Imp. Nouvelle (assoc. ouvrière), 11, rue Cadet. (p. 25-29).

V

Cruelles conséquences de la dèche.

Un de ses clients venait de mourir subitement, sans avoir eu le temps de lui faire parvenir une somme de 3,000 fr. sur laquelle elle comptait pour régler un tapissier impitoyable.

Elle avait beau se retourner, aucun de ses amis n’était en mesure de lui venir en aide.

Le jour de la saisie approchait.

Il fallait succomber.

Un comte, inconnu à cette époque, mais qui depuis s’est acquis une de ces lamentables renommées dans des circonstances que la pudeur ne permet pas de rapporter ici, eut connaissance de la détresse de Marie Pigeonnier.

Il nourrissait pour elle secrètement une étrange passion, mais il n’avait jamais osé lui en faire l’aveu.

C’était d’ailleurs très délicat, l’embarras du comte se concevait facilement.

Le moment lui sembla propice.

Une femme qui a besoin absolument de trois mille francs est vaincue d’avance.

Cependant elle opposa aux propositions du comte une résistance, indignée d’abord, plus calme ensuite et enfin assez timide.

Un soir, à l’heure du dîner, la concierge monta à Marie un papier timbré et une petite affiche ; la vente devait être opérée dès le lendemain matin.

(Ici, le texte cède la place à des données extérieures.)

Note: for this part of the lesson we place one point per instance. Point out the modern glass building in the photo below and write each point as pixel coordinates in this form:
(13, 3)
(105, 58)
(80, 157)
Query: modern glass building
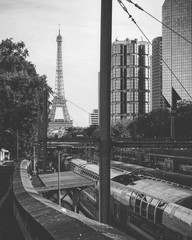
(177, 52)
(129, 79)
(94, 118)
(157, 99)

Que vouliez-vous qu’elle fît ?

Qu’elle mourût.

Mais j’ai dit qu’elle tenait à la vie.

C’est égal, il s’agissait d’un sacrifice pénible.

Et cela d’autant plus qu’elle souffrait alors d’une affection, rarement dangereuse, mais très douloureuse, que la médecine ne guérit pas, et que l’on calme un peu avec du beurre de cacao.

Et puis, c’était un outrage sanglant ; il est vrai qu’elle le recevrait à huis-clos et que le comte avait juré d’être discret.

Comme cet homme la mépriserait après ; et puis, s’il lui prenait un jour la fantaisie de publier sa honte ; un personnage capable d’une aussi basse action était aussi capable de s’en vanter.

Enfin, c’était à prendre ou à laisser.

Il valait mieux prendre ; au surplus ces trois mille francs qui la sauvaient seraient vite gagnés.

Elle se résigna donc à introduire le comte dans sa chambre à coucher ; et soulevant, d’une main tremblante, le rideau, elle lui dit :

— Donnez-vous donc la peine d’entrer, mon cher comte.

— Dites le plaisir, car c’est le paradis que vous m’ouvrez ; ô suprême volupté.

Le comte déposa les trois mille francs sur la table de nuit, prêt à les reprendre au cas où Marie Pigeonnier ne s’exécuterait pas.

Celle-ci, glacée d’effroi, enfonça sa tête dans l’oreiller comme pour se cacher à elle-même l’horreur qui allait se peindre sur son visage.

Elle ne voulait pas se voir rougir.

L’assaut fut terrible.

Le comte était une brute, au fond ; propriétaire de bestiaux, il traitait les femmes avec la même dureté que ses produits.

Marie Pigeonnier, dans l’attitude d’une victime qui met sa tête sur le billot, attendait dans des transes épouvantables la hache du bourreau.

La minute fatale arriva.

Marie était haletante ; elle suffoquait.

Ce fut un atroce déchirement.

Elle poussa un cri de douleur, le comte un soupir de bonheur. Il avait fouetté une femme, il se pâmait.

Enfin l’outrage était consommé ; il fut sanglant, c’est vrai, mais l’argent était gagné.

Il arriva qu’on parla au comte de son aventure, ça le flattait, mais il répétait toujours avec une grimace :

— « Cette relation m’a procuré un agrément peu ordinaire ; mais j’y ai mis le prix. Je regrette de n’avoir pas marchandé. »

Je ne m’étendrai pas davantage sur cette triste phase d’une existence toute semée de roses, avec quelques épines par ci par là.